Pero hay más: Pino Iturrieta es uno de los productos más acabados de la democratización y profesionalización del quehacer historiográfico que se desarrolla desde mediados del siglo XX. Egresado de la Escuela de Historia de la UCV, donde recibió formación e influencia de las principales figuras del momento, en especial de Eduardo Arcila Farías, con quien colaboró siendo estudiante, forma parte de aquella cohorte de venezolanos que se educaron en el exterior: pudo cursar su doctorado en el Colegio de México, con profesores de la estatura de José Gaos y de Leopoldo Zea, quienes le dejaron una huella fundamental, encaminándolo hacia el área de la historia de las ideas. Producto de aquello es su clásico La mentalidad venezolana de la Emancipación (1971), que abrió toda una vertiente de estudios en el país; tesis que le dirigió nada menos que Gaos y que le prologó, en su edición, Zea.

Ya reincorporado a la universidad, ahora profesor, en las siguientes tres décadas desarrolló una muy exitosa carrera académica, que le permite anotar en su currículo cargos como el de Decano de la Facultad de Humanidades y Educación de la UCV, el de Presidente del Centro de Estudios Latinoamericanos Rómulo Gallegos (CELARG), institución que entre otras cosas promueve el importante Premio Internacional de Novela Rómulo Gallegos, plataforma de lanzamiento de muchos de los autores fundamentales del boom: Mario Vargas Llosa, Gabriel García Márquez, Fernando del Paso, entre otros; o el de director del Instituto de Investigaciones Históricas «Hermann González Oropeza, sj», de la Universidad Católica Andrés Bello y de la Academia Nacional de la Historia.
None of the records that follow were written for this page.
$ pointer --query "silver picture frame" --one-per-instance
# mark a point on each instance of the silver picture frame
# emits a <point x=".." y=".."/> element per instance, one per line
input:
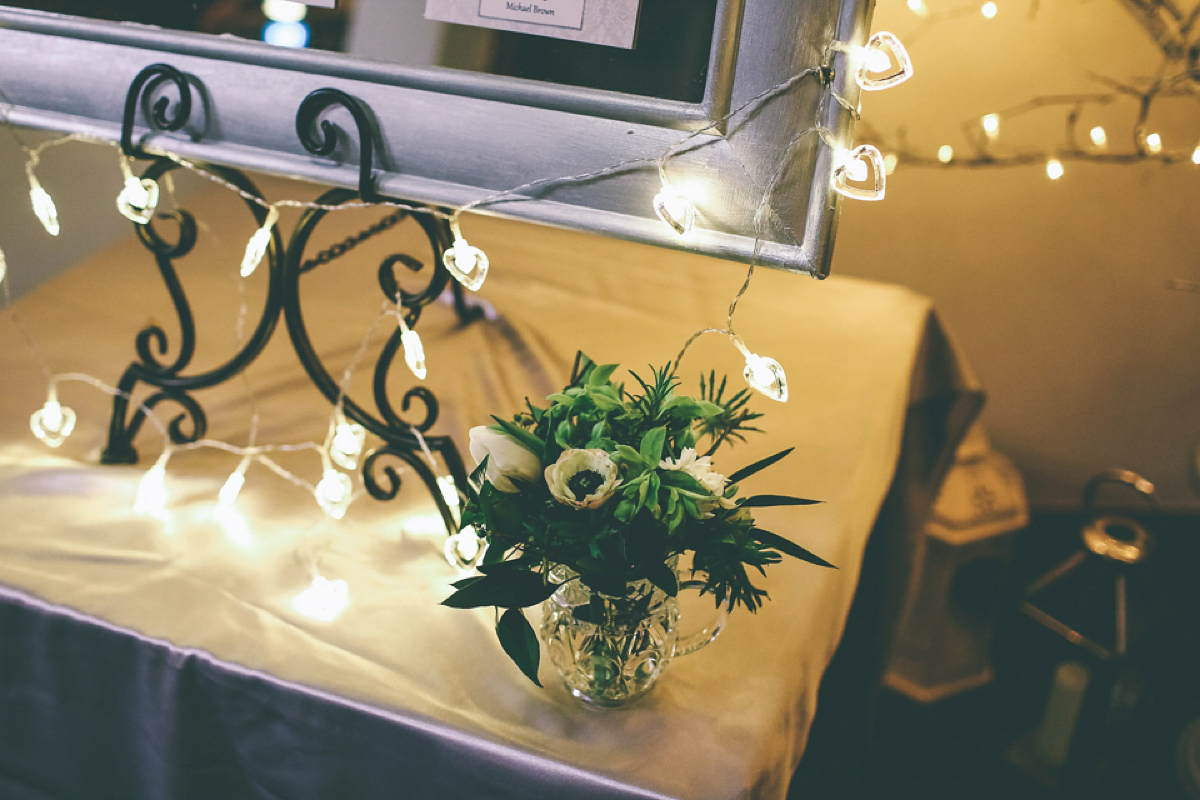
<point x="453" y="138"/>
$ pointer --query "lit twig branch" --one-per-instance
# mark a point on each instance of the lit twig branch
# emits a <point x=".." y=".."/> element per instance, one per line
<point x="1173" y="30"/>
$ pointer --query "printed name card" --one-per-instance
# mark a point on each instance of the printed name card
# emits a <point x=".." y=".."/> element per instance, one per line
<point x="599" y="22"/>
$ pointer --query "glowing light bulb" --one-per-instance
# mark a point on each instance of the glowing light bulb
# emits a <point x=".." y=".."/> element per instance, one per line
<point x="449" y="491"/>
<point x="324" y="600"/>
<point x="294" y="35"/>
<point x="285" y="11"/>
<point x="256" y="248"/>
<point x="138" y="199"/>
<point x="43" y="206"/>
<point x="414" y="350"/>
<point x="334" y="493"/>
<point x="347" y="444"/>
<point x="232" y="487"/>
<point x="766" y="376"/>
<point x="875" y="70"/>
<point x="151" y="498"/>
<point x="676" y="210"/>
<point x="468" y="265"/>
<point x="852" y="168"/>
<point x="53" y="422"/>
<point x="465" y="549"/>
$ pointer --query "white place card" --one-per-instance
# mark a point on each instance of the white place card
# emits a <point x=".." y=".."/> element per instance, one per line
<point x="599" y="22"/>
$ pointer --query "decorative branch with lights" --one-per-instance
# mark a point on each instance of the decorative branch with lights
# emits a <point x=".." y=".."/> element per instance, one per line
<point x="1174" y="31"/>
<point x="857" y="173"/>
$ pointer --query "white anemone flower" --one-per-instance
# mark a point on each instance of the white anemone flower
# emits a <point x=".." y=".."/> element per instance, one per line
<point x="701" y="468"/>
<point x="508" y="458"/>
<point x="582" y="479"/>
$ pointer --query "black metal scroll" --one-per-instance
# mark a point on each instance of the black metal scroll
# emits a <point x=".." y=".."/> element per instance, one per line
<point x="169" y="378"/>
<point x="324" y="144"/>
<point x="148" y="79"/>
<point x="402" y="431"/>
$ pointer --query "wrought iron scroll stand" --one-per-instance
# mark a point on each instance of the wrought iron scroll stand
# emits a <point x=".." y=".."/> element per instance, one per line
<point x="171" y="379"/>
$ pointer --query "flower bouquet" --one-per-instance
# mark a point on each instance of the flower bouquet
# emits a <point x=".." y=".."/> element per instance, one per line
<point x="587" y="505"/>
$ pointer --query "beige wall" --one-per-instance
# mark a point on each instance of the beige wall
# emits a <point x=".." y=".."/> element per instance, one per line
<point x="1057" y="290"/>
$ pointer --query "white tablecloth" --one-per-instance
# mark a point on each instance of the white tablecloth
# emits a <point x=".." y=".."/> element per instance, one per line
<point x="163" y="657"/>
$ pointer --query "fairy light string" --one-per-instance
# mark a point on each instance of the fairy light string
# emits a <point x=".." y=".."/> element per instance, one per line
<point x="346" y="440"/>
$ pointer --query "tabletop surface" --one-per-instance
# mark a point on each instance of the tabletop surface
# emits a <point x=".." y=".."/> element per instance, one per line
<point x="729" y="721"/>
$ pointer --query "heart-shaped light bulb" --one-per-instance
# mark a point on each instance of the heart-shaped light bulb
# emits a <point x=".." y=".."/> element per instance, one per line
<point x="256" y="248"/>
<point x="347" y="445"/>
<point x="468" y="265"/>
<point x="53" y="422"/>
<point x="138" y="199"/>
<point x="857" y="167"/>
<point x="323" y="600"/>
<point x="334" y="493"/>
<point x="766" y="376"/>
<point x="414" y="352"/>
<point x="676" y="210"/>
<point x="43" y="206"/>
<point x="885" y="64"/>
<point x="465" y="549"/>
<point x="151" y="498"/>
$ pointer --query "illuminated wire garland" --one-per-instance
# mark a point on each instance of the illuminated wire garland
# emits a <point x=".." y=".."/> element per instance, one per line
<point x="857" y="173"/>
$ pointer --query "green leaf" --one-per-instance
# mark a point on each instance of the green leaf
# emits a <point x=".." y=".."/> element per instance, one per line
<point x="747" y="471"/>
<point x="664" y="577"/>
<point x="605" y="401"/>
<point x="787" y="547"/>
<point x="511" y="565"/>
<point x="682" y="480"/>
<point x="504" y="590"/>
<point x="563" y="434"/>
<point x="628" y="455"/>
<point x="652" y="444"/>
<point x="528" y="440"/>
<point x="765" y="500"/>
<point x="520" y="642"/>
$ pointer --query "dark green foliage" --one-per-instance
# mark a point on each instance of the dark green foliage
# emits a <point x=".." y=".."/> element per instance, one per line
<point x="664" y="499"/>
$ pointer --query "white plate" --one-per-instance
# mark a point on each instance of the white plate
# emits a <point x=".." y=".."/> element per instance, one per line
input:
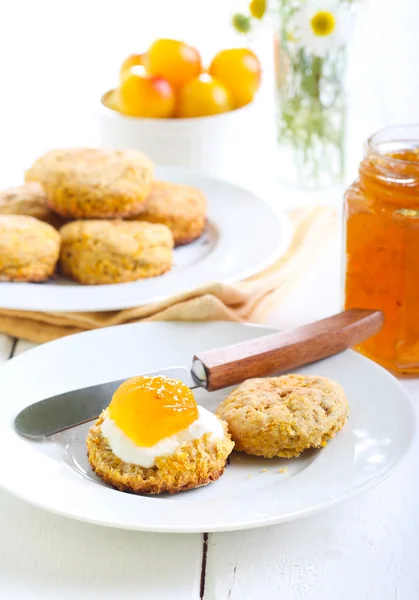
<point x="55" y="474"/>
<point x="243" y="236"/>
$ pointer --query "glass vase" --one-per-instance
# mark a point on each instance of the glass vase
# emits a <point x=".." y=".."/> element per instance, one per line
<point x="311" y="111"/>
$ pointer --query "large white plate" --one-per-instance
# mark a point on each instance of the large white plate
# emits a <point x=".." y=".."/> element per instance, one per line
<point x="243" y="236"/>
<point x="55" y="474"/>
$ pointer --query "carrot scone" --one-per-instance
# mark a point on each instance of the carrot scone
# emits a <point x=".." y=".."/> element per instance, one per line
<point x="88" y="183"/>
<point x="153" y="438"/>
<point x="283" y="416"/>
<point x="29" y="249"/>
<point x="99" y="252"/>
<point x="180" y="207"/>
<point x="28" y="199"/>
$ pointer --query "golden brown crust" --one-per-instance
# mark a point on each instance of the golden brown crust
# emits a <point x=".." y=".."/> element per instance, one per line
<point x="196" y="463"/>
<point x="182" y="208"/>
<point x="283" y="416"/>
<point x="101" y="252"/>
<point x="29" y="249"/>
<point x="28" y="199"/>
<point x="94" y="182"/>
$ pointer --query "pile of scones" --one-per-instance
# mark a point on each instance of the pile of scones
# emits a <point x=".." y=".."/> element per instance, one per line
<point x="98" y="216"/>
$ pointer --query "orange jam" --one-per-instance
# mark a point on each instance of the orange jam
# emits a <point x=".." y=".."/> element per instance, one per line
<point x="382" y="246"/>
<point x="148" y="409"/>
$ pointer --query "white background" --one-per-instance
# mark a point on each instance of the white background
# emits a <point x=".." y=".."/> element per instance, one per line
<point x="56" y="57"/>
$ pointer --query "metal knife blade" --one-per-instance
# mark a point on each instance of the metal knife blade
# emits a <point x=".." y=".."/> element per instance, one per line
<point x="70" y="409"/>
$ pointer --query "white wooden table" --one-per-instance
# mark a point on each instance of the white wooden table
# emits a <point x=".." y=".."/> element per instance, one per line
<point x="364" y="549"/>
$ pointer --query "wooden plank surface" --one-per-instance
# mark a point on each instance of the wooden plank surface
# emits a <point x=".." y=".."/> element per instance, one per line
<point x="43" y="556"/>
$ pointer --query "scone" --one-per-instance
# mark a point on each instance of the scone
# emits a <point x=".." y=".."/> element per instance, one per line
<point x="180" y="207"/>
<point x="28" y="199"/>
<point x="97" y="252"/>
<point x="153" y="438"/>
<point x="283" y="416"/>
<point x="29" y="249"/>
<point x="88" y="183"/>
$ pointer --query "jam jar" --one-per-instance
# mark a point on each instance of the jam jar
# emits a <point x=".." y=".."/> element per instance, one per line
<point x="382" y="245"/>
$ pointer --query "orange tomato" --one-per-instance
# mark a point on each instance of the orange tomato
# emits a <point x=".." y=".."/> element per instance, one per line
<point x="202" y="97"/>
<point x="145" y="96"/>
<point x="173" y="60"/>
<point x="239" y="70"/>
<point x="131" y="61"/>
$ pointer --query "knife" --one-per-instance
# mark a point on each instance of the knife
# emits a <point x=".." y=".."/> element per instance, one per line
<point x="213" y="369"/>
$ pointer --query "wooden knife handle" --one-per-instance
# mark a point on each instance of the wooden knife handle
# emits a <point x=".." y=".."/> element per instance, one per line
<point x="285" y="350"/>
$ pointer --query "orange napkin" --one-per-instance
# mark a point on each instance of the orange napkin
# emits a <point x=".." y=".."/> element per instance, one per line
<point x="250" y="300"/>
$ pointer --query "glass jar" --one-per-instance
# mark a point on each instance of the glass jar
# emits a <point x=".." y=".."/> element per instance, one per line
<point x="382" y="245"/>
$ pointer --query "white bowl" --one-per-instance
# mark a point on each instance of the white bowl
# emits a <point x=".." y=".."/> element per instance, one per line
<point x="227" y="146"/>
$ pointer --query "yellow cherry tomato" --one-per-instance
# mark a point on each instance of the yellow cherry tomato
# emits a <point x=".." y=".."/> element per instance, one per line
<point x="145" y="96"/>
<point x="112" y="100"/>
<point x="239" y="70"/>
<point x="202" y="97"/>
<point x="173" y="60"/>
<point x="131" y="61"/>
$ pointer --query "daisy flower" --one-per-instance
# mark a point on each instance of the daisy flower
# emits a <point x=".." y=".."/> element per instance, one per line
<point x="321" y="26"/>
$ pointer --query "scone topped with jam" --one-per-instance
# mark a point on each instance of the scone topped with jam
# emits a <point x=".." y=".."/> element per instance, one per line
<point x="283" y="416"/>
<point x="89" y="183"/>
<point x="153" y="438"/>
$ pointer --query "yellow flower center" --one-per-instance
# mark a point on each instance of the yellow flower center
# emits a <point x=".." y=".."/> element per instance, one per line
<point x="323" y="23"/>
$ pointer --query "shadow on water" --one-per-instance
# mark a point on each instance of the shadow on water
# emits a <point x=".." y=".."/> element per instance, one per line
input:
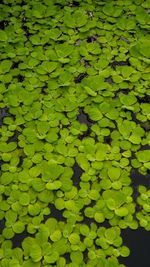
<point x="77" y="174"/>
<point x="138" y="179"/>
<point x="57" y="214"/>
<point x="138" y="242"/>
<point x="18" y="238"/>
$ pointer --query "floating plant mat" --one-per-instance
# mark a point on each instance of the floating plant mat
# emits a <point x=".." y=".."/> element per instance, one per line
<point x="74" y="132"/>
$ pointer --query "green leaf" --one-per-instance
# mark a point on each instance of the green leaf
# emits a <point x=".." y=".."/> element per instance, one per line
<point x="114" y="173"/>
<point x="24" y="199"/>
<point x="18" y="227"/>
<point x="6" y="178"/>
<point x="143" y="156"/>
<point x="5" y="66"/>
<point x="124" y="252"/>
<point x="56" y="235"/>
<point x="52" y="258"/>
<point x="122" y="211"/>
<point x="53" y="186"/>
<point x="3" y="36"/>
<point x="76" y="257"/>
<point x="36" y="253"/>
<point x="74" y="239"/>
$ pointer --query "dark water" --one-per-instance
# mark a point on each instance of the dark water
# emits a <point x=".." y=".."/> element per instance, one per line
<point x="138" y="241"/>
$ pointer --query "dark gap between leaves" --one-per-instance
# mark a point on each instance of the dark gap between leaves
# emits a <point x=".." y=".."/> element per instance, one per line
<point x="107" y="140"/>
<point x="3" y="24"/>
<point x="67" y="257"/>
<point x="145" y="99"/>
<point x="74" y="4"/>
<point x="114" y="64"/>
<point x="92" y="39"/>
<point x="4" y="112"/>
<point x="138" y="242"/>
<point x="20" y="162"/>
<point x="84" y="118"/>
<point x="138" y="179"/>
<point x="109" y="80"/>
<point x="2" y="225"/>
<point x="79" y="78"/>
<point x="144" y="125"/>
<point x="76" y="175"/>
<point x="14" y="138"/>
<point x="18" y="238"/>
<point x="57" y="214"/>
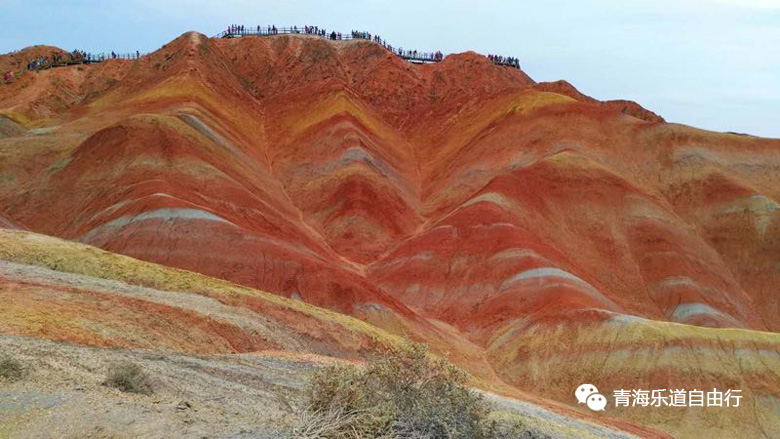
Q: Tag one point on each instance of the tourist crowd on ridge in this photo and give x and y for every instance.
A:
(413, 55)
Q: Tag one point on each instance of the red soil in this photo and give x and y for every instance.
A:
(407, 195)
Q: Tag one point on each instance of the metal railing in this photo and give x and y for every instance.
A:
(235, 31)
(75, 58)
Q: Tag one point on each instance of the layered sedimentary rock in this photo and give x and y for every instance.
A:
(540, 237)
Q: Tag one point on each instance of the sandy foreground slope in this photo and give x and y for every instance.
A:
(301, 195)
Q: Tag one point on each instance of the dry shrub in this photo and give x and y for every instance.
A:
(404, 393)
(10, 368)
Sin embargo lo que está en la base de todo esto y lo que, como dijimos, desde finales de la década de los ochenta empezó a hacerlo conocido en un público más amplio que el universitario, son sus libros. Por sólo nombrar algunos de los más favorecidos por las ediciones y por el público, tenemos: Venezuela metida en cintura (1988), Contra lujuria, castidad. Historias de pecado en el siglo XVIII venezolano (1992), Las ideas de los primeros venezolanos (1993), País archipiélago. Venezuela 1830-1858 (2001), o la varias veces agotada Historia mínima de Venezuela (1992), que coordinó. En ellos ha radiografiado el espíritu venezolano en el período de su gestación nacional (siglos XVIII y XIX), generalmente desde el estudio de esas cosas en apariencia menudas y tradicionalmente desatendidas por el historiador, pero en las que se manifiesta mejor que en ninguna otra instancia ese universo que es la mentalidad de un colectivo.